The investment results in September were certainly nothing to brag about, but overall the markets have done something interesting: large cap indices are up while small and midcap stocks have posted modest losses. Given the persistent decline in the U.S. economy and the uncertainties around the resurgent pandemic, the investment situation could have been a lot worse. Is it possible that in the midst of a raging pandemic that is experiencing its second wave, and the associated loss of GDP, that the markets will deliver a positive return for 2020?
The Wilshire 5000 Total Market Index—the broadest measure of U.S. stocks—gained 9.14% in the most recent quarter, and is now hanging onto a 5.54% gain so far this year. The widely-quoted S&P 500 index of large company stocks gained 8.47% in the third quarter and is now up 4.09% for calendar 2020.
International investors are generally in the red so far this year. The broad-based EAFE index of companies in developed foreign economies gained 4.20% in the third quarter, but is still down 8.92% for the year. In aggregate, European stocks gained 4.07% over the last three months, but are sitting on a 10.53% loss for the year. EAFE’s Far East Index meanwhile, gained 5.21% in the third quarter, but for the year it, too, is in losing territory, down 4.56%. Emerging market stocks of less developed countries, as represented by the EAFE EM index, gained 8.73% in the most recent quarter, but is still down 2.93% for the year.

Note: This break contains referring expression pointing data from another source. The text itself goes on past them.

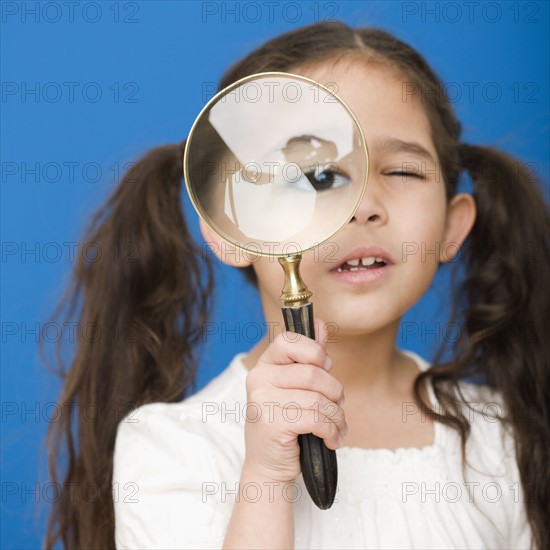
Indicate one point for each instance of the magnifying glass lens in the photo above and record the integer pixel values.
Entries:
(276, 164)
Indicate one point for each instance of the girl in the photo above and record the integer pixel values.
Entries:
(427, 458)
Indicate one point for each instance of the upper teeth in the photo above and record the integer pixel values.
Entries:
(364, 261)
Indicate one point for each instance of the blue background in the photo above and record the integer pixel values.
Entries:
(141, 71)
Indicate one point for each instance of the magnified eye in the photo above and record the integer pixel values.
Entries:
(326, 176)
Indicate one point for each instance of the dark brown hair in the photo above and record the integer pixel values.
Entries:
(162, 296)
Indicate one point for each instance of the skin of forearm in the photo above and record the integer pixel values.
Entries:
(262, 522)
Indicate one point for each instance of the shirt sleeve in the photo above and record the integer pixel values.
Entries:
(164, 468)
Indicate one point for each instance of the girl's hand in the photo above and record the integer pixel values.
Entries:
(292, 388)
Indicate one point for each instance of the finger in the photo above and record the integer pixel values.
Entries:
(304, 377)
(321, 330)
(290, 347)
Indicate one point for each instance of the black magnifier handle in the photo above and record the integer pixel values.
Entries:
(318, 462)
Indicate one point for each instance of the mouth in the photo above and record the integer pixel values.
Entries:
(364, 265)
(364, 258)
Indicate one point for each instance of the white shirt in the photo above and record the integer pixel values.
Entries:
(177, 469)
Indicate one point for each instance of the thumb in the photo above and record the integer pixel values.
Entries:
(321, 332)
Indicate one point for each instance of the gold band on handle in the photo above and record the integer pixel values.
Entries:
(295, 292)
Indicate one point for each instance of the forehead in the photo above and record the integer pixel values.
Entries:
(379, 98)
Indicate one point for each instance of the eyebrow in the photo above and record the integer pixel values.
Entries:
(398, 145)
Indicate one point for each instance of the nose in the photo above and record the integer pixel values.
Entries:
(370, 209)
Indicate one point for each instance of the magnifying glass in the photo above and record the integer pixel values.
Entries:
(277, 164)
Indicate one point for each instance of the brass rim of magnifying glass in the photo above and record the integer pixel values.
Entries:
(225, 91)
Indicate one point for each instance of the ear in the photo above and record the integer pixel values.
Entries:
(461, 215)
(223, 250)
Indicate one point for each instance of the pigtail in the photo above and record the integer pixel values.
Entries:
(142, 301)
(507, 289)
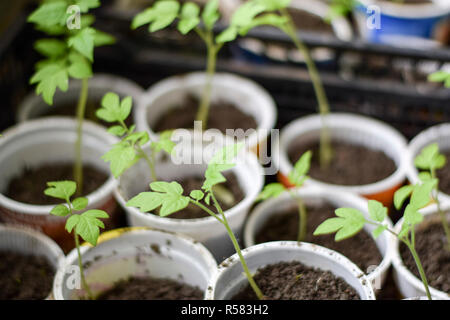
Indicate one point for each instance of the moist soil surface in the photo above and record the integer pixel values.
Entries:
(308, 22)
(30, 185)
(24, 277)
(91, 108)
(351, 164)
(444, 175)
(151, 289)
(294, 281)
(195, 183)
(222, 116)
(361, 249)
(430, 246)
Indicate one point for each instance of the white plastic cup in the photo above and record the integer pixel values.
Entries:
(230, 279)
(136, 252)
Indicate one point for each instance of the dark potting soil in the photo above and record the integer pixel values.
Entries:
(195, 183)
(151, 289)
(24, 277)
(361, 249)
(308, 22)
(351, 164)
(30, 185)
(223, 115)
(444, 175)
(435, 258)
(294, 281)
(91, 108)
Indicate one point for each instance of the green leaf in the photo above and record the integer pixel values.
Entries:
(89, 224)
(298, 175)
(50, 14)
(164, 143)
(80, 67)
(210, 13)
(121, 157)
(61, 189)
(48, 78)
(348, 223)
(168, 196)
(85, 5)
(197, 195)
(272, 190)
(83, 42)
(378, 231)
(401, 195)
(189, 17)
(377, 211)
(80, 203)
(421, 195)
(51, 48)
(60, 210)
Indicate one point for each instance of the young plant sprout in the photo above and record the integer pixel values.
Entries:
(169, 197)
(430, 160)
(256, 13)
(440, 76)
(69, 53)
(86, 225)
(129, 150)
(297, 176)
(350, 221)
(163, 13)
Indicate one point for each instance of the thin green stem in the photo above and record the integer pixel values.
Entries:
(441, 212)
(81, 109)
(205, 102)
(326, 152)
(80, 265)
(412, 249)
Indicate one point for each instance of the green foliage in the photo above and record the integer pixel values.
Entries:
(70, 54)
(440, 76)
(87, 224)
(128, 151)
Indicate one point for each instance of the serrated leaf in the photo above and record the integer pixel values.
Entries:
(121, 157)
(80, 203)
(83, 42)
(210, 13)
(298, 175)
(51, 48)
(60, 210)
(272, 190)
(189, 18)
(61, 189)
(377, 211)
(378, 231)
(50, 14)
(401, 195)
(197, 195)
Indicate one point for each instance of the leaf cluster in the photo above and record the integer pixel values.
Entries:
(67, 53)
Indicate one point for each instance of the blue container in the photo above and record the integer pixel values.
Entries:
(408, 25)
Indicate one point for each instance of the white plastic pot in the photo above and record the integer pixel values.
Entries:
(29, 242)
(46, 141)
(34, 106)
(245, 94)
(230, 279)
(206, 230)
(439, 134)
(313, 195)
(408, 284)
(136, 252)
(354, 129)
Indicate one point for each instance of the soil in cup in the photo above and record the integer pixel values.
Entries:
(295, 281)
(24, 277)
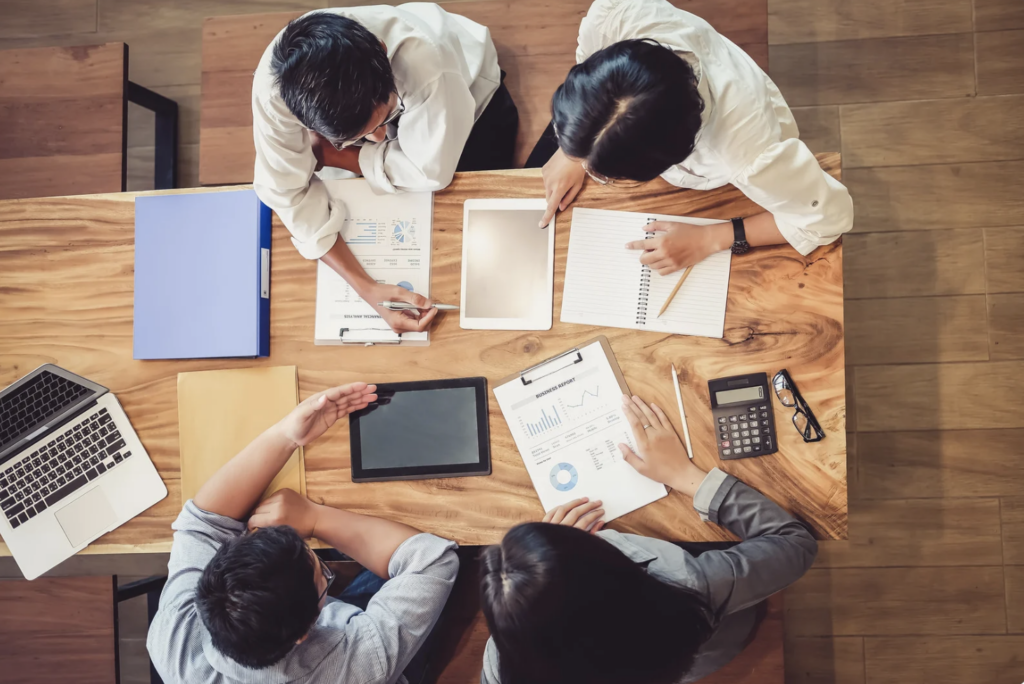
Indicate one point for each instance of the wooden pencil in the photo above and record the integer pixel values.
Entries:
(672, 295)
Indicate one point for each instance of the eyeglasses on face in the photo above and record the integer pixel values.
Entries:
(803, 419)
(397, 112)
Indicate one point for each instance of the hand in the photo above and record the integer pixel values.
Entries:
(287, 508)
(681, 245)
(401, 322)
(312, 418)
(581, 513)
(562, 181)
(662, 457)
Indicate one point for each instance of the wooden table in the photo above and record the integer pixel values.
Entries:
(66, 274)
(536, 43)
(64, 122)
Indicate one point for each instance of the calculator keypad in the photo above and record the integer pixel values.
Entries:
(744, 431)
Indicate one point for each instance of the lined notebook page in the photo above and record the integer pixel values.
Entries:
(605, 285)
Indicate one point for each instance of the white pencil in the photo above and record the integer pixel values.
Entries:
(682, 414)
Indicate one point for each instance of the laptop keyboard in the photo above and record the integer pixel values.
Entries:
(32, 404)
(62, 466)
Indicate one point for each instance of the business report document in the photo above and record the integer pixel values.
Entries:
(390, 237)
(567, 425)
(606, 285)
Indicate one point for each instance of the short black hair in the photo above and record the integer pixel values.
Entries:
(258, 596)
(333, 73)
(631, 111)
(565, 606)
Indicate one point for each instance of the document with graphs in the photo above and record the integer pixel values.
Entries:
(390, 237)
(566, 418)
(606, 285)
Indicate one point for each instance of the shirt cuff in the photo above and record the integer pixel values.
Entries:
(712, 493)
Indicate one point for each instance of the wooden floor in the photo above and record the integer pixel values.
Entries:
(925, 98)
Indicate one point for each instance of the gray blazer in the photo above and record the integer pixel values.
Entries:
(776, 550)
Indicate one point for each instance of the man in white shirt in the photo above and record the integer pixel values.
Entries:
(403, 96)
(656, 91)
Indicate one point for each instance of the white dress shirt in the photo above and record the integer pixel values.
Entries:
(445, 72)
(749, 135)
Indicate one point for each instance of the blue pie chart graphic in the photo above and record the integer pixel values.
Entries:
(563, 476)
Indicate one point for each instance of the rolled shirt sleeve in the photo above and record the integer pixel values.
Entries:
(284, 177)
(432, 133)
(776, 549)
(400, 615)
(810, 207)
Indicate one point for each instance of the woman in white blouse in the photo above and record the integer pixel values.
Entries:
(656, 91)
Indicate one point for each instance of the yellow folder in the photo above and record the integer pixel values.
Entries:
(220, 412)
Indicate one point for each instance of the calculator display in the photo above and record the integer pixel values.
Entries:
(743, 394)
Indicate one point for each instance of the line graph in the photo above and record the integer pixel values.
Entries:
(583, 397)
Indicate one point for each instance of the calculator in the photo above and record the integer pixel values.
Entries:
(744, 423)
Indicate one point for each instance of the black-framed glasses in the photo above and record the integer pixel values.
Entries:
(328, 574)
(805, 422)
(398, 111)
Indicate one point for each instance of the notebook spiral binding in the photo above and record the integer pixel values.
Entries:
(644, 285)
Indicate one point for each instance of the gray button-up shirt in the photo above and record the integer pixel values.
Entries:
(345, 644)
(776, 551)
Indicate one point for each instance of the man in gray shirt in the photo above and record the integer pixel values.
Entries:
(247, 602)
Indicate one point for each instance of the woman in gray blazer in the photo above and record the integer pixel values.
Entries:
(572, 603)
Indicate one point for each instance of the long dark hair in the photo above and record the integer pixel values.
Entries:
(630, 111)
(565, 606)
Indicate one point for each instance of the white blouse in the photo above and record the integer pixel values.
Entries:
(445, 71)
(749, 135)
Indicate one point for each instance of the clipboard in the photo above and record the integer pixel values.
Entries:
(567, 422)
(564, 360)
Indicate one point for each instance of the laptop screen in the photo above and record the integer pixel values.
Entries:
(28, 407)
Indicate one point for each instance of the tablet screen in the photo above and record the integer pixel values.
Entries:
(430, 427)
(506, 262)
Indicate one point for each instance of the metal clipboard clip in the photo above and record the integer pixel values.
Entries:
(366, 337)
(564, 360)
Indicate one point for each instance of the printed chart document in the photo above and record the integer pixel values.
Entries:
(606, 285)
(567, 425)
(390, 237)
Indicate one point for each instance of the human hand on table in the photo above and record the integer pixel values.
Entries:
(401, 322)
(314, 416)
(659, 455)
(581, 513)
(679, 246)
(287, 508)
(563, 178)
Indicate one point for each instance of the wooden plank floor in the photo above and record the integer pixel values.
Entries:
(925, 99)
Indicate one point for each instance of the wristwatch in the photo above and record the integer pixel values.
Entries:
(739, 244)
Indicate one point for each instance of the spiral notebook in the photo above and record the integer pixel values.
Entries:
(606, 285)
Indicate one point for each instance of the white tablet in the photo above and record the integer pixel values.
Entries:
(508, 265)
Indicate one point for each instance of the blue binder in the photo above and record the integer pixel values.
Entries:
(202, 275)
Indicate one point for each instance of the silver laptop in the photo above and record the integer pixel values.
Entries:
(72, 468)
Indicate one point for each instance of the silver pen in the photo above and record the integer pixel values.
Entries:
(406, 306)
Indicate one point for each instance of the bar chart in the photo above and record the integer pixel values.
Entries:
(547, 420)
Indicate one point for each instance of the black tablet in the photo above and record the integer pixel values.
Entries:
(417, 430)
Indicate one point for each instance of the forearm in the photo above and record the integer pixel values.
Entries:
(368, 540)
(236, 488)
(341, 259)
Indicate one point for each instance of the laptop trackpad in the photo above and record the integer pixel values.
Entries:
(86, 516)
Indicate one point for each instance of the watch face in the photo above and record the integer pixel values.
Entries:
(740, 247)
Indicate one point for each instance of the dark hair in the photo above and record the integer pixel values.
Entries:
(566, 606)
(333, 73)
(631, 111)
(258, 596)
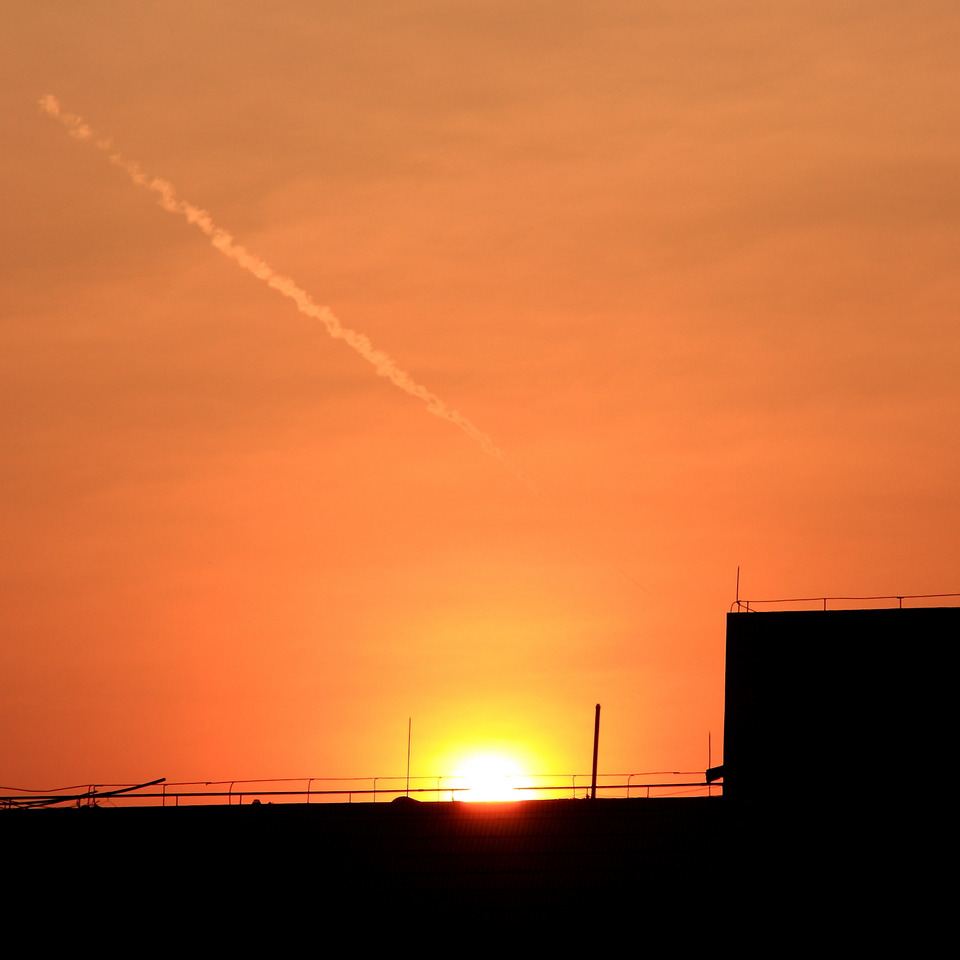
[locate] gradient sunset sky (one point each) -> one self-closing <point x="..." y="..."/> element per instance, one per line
<point x="692" y="266"/>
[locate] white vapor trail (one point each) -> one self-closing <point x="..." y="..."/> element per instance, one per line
<point x="385" y="365"/>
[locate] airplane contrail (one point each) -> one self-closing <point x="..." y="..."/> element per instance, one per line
<point x="385" y="365"/>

Our global equity fund, DFA Selectively Hedged Global Equity (DSHGX) which is comprised of about 50% US stocks and 50% international accordingly finished up 6.84% for the quarter, and is down 3.32% for the year.
Looking over the other investment categories, real estate, as measured by the Wilshire U.S. REIT index, posted a slim 1.25% gain in the third quarter, but real estate investors are still down 16.74% for the year. DFA Global Real Estate (DFGEX), not an apples to apples comparison with the US index, finished the quarter up 1.95%, and is down 15.78 for the year.
The S&P GSCI index, which measures commodities returns, gained 7.59% in the third quarter, but is still sitting on a 19.72% loss for the year. Our commodity fund, DFA Commodity Strategy (DCMSX), again not an apples to apples comparison as DFA isn’t as concentrated in oil as the index, over-preformed because of its underweight to oil, and finished up 9.49% for the quarter and is down just 10.43%.
The equity-like portion of our model portfolios found Ironclad Managed Risk (IRONX), a strategy that sells put options on equity indices and exchange traded funds, up 3.67% on the quarter, and is up 1.16% for the year. AQR Style Premia Alternative Fund (QSPIX), a strategy that invests long and short across six different asset groups: stocks of major developed markets, country indices, bond futures, interest rate futures, currencies and commodities based on four investment styles: value, momentum, carry, and defensive, was up 0.30% for the quarter, but is down 19.17% for the year. Rounding out the mix of equity-like funds, LoCorr Managed Futures Strategy (LFMIX), formerly Steben Managed Futures Strategy, had a quarterly gain of 2.64% and is up 0.87% for the year. We have these funds in our portfolio to produce returns that are not influenced by the equity markets, so they are performing as expected and much of the reason our portfolios are doing so well, relative to those without equity like exposure.
In the bond markets, rates are still scraping along the bottom. Coupon rates on 10-year Treasury bonds stand at 0.69%, while 3-month, 6-month and 12-month bonds are still sporting coupon rates of roughly 0%.
Our high quality bond funds, DFA Selectively Hedged Fixed Income (DFSHX), closed the quarter up 0.72%, and is up 1.66% for the year. DFA Global Core Plus Fixed Income (DGCFX) was up 2.45% and is up 5.62% for the year. Our Treasury Inflation Protected (TIPs) fund, DFA Inflation Protected Securities (DIPSX) was up 3.30%, a stunning 9.82% for the year, while our high yield bond fund, Vanguard High Yield Corporate (VWEHX), finished the quarter up 3.87%, and is up 11.87% for the year.
In the early days of the pandemic, most economists and market analysts would have been surprised that the investment markets have held up as well as they have at this point in the year. They would not have been surprised that—as reported by the U.S. Commerce Department—the American economy suffered its sharpest contraction in at least 73 years during the second quarter. GDP plunged at a 31.4% annualized rate, with consumer spending down 33.2% (annualized). April alone saw the loss of 20.5 million jobs. The most optimistic pundits were touting the return of 749,000 payroll jobs in September. At that rate, a full economic recovery could take years, but we should know more when the third quarter’s economic data is compiled at the end of October.
Will the September declines lead to more losses as we approach the November election? Nobody can predict the future, of course. Looking at history, over the last ten times when the S&P 500 dropped at least 3.5% for the month of September, seven of those following Octobers showed gains for the month. On the other hand, how many times have we seen, as we have recently, stock prices exceeding their earnings by increasing margins? The road ahead for stocks is uncertain, but when in all of market history has that not been true?